Dios del Viento del Norte de aspecto despeinado
También conocido como Aquilo, Septentrio.
Aquilón era el dios romano del viento del norte, una deidad que personificaba la fuerza bruta y a menudo destructiva de aquellos vientos que soplaban desde las regiones heladas. Su nombre provenía del latín «aquilo», que literalmente significaba el viento del norte, aunque con el tiempo se convirtió en una entidad divina con personalidad propia. En las representaciones artísticas, Aquilón aparecía generalmente como una figura con cabello y barba despeinados, los ropajes agitados por el viento, frecuentemente alado, sugiriendo tanto su naturaleza aérea como su volatilidad inherente.
Como dios de los vientos, Aquilón era una potencia natural impredecible. A diferencia de Africus o Favonio, que traían aires más moderados, Aquilón llegaba con furia, capaz de volcar barcos, arrancar árboles y causar daño considerable. Los navegantes le temían especialmente: un viento norte inesperado podía deshacer meses de preparativos para una expedición, o más gravemente, hundir una nave. Los agricultores también lo invocaban, pero frecuentemente para pedir que los spara u otro daño destructor se dirigiera contra los campos enemigos en tiempos de guerra. Aquilón era una fuerza que podía bendecir o maldecir dependiendo de las circunstancias.

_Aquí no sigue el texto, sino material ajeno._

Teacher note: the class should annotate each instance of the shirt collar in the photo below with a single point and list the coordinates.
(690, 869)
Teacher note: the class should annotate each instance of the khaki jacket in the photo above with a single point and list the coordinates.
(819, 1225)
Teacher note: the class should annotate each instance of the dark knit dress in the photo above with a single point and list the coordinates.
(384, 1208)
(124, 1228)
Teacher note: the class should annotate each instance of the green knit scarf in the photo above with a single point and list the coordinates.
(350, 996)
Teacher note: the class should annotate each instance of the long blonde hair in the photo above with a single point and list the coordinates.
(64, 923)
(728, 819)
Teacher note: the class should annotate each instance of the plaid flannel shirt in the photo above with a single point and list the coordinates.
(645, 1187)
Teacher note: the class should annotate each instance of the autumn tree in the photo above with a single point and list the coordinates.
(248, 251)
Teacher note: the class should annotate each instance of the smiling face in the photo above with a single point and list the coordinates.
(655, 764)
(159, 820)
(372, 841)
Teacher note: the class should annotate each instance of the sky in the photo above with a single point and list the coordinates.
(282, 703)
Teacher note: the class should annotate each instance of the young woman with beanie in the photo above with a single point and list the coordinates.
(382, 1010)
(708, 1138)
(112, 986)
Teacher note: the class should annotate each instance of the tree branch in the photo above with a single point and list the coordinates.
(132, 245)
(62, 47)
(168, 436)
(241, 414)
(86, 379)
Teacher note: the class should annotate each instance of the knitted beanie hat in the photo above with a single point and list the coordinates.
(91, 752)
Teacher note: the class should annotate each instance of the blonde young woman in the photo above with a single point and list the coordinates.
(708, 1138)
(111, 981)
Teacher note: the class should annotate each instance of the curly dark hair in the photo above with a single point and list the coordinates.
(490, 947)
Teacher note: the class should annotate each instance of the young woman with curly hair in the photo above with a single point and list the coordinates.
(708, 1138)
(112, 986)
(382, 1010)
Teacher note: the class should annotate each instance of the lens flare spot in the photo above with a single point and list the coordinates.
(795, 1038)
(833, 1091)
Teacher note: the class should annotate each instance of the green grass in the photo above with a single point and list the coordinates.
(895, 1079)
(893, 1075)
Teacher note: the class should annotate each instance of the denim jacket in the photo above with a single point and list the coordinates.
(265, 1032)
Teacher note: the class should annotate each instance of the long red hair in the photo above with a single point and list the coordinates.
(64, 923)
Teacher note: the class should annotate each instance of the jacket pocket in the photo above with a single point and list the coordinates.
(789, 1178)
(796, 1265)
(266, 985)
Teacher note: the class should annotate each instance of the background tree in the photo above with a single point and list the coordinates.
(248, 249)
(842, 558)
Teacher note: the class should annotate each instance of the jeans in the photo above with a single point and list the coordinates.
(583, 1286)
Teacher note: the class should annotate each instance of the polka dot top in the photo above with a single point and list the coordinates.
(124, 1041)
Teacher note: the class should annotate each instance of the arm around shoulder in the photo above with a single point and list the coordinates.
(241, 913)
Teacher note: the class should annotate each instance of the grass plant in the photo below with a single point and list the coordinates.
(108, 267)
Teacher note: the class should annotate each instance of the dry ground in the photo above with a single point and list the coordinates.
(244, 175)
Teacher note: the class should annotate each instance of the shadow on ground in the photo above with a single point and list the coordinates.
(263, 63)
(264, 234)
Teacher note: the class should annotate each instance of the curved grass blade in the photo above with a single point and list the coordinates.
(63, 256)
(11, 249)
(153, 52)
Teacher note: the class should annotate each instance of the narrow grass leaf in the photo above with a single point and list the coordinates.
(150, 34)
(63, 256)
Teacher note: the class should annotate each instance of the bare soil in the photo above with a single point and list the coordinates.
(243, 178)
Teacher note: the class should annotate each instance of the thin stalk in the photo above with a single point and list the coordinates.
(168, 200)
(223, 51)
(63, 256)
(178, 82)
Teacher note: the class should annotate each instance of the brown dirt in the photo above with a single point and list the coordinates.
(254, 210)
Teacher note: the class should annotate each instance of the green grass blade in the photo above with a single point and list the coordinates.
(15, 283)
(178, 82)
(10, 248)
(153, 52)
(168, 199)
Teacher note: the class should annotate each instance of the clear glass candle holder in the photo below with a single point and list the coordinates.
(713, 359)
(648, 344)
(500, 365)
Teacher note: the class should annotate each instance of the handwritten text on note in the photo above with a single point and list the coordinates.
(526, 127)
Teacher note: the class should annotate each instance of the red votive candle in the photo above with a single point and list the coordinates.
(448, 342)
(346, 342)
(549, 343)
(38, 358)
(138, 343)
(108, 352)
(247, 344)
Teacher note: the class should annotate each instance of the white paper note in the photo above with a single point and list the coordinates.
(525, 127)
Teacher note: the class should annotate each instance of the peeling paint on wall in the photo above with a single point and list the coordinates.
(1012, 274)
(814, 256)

Los romanos heredaron el concepto de Aquilón del mundo griego, donde el viento del norte era conocido como Boreas, una deidad igualmente tempestuosa en su mitología. A menudo se decía que Aquilón era hijo de Eolo, el dios griego de los vientos, y de Aurora, la diosa del amanecer, lo que le daba una genealogía que combinaba el caos primordial con los ciclos naturales del cosmos. Como tantas otras figuras menores del panteón romano, Aquilón no tenía templos dedicados ni festividades públicas de envergadura, pero su presencia se sentía cada invierno cuando sus ráfagas gélidas azotaban el Mediterráneo y los territorios romanos.